Monday, November 5, 2012

Vegan Mexican Couscous w/ Corn Tortilla

---> Why Plant Based<---

A new recipe invented in my kitchen the other night..

We have a whole new food journey ahead of us and this was recipe one.

The kids and I are going partial plant food based diet (vegan-ish) and Craig is going full plant based for health reasons.

I know have an entirely new challenge ahead of me!

For never cooking this way in such a strict manner(think no meat, dairy, limited added oils, no refined sugars), I think recipe one turned out extremely well.

We didn't choke it down; the meal was actually enjoyed. Score one!

Vegan Mexican Couscous

1 cup Mediterranean couscous blend 
1 3/4 cups water
2 cups prepared brown rice
1 can black beans, drained
1 cup corn
1/4 cup chopped red onion
1 green pepper, chopped
3 tablespoons lime juice
2 cloves minced garlic
1 tsp cumin
1 tsp chili powder
Salsa to desired consistency
salt and pepper to taste

If using Mediterranean couscous blend, prepare  by boiling the water, adding couscous, covering, and simmering on low for 17 minutes. Remove from stove and fluff with fork. Very similar to cooking rice. I don't have regular couscous so I don't know the water/time needed to cook that. 

Mix cooked couscous with rice in a large bowl. Add all remaining ingredients and combine VERY well. I added some salsa to the mix until it didn't feel dry. Top with chopped cilantro if desired. Serve hot as a dip for chips, wrapped in a tortilla as a burrito, or in a hard shell taco. We had ours with salsa and guacamole. 

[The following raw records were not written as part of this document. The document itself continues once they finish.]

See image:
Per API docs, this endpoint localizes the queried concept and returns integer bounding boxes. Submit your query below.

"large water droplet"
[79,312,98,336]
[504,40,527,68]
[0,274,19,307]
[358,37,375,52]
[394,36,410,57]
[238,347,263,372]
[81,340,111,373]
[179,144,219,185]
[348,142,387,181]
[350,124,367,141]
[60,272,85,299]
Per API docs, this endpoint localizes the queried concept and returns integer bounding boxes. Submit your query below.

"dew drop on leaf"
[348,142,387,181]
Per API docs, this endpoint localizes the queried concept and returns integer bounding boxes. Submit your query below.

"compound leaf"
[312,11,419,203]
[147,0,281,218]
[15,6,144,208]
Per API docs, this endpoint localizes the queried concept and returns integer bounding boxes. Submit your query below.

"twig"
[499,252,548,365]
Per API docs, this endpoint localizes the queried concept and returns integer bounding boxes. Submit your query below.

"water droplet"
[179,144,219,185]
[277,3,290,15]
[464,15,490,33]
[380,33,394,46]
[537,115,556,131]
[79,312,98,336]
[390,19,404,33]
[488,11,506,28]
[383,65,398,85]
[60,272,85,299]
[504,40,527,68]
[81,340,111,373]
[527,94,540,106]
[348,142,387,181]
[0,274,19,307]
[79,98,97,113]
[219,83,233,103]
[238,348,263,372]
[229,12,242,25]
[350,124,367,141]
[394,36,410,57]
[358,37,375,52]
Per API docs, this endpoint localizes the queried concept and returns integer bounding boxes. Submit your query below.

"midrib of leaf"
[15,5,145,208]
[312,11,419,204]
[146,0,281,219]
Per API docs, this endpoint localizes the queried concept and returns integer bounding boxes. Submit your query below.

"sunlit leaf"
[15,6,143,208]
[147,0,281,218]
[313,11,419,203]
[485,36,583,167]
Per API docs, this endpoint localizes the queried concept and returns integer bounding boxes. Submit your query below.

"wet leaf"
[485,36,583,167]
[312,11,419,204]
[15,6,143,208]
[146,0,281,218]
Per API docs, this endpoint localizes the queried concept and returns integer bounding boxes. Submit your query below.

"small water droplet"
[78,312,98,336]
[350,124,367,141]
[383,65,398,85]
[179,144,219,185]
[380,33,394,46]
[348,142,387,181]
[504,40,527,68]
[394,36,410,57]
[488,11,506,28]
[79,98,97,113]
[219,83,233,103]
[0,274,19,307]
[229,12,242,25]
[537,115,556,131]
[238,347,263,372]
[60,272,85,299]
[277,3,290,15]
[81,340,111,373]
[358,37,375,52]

Making Hard Shell Tacos, oil free

The coolest trick I used the other night was making my own taco shells out of our organic corn tortillas. Being Craig is staying away from oils, most all recipes are out as far as preparing corn tortillas. But, what I did, is dry heat each corn tortilla until soft and then drape over my oven racks like so, baking for 8ish minutes on 350. Perfect hard taco shells and no added oils!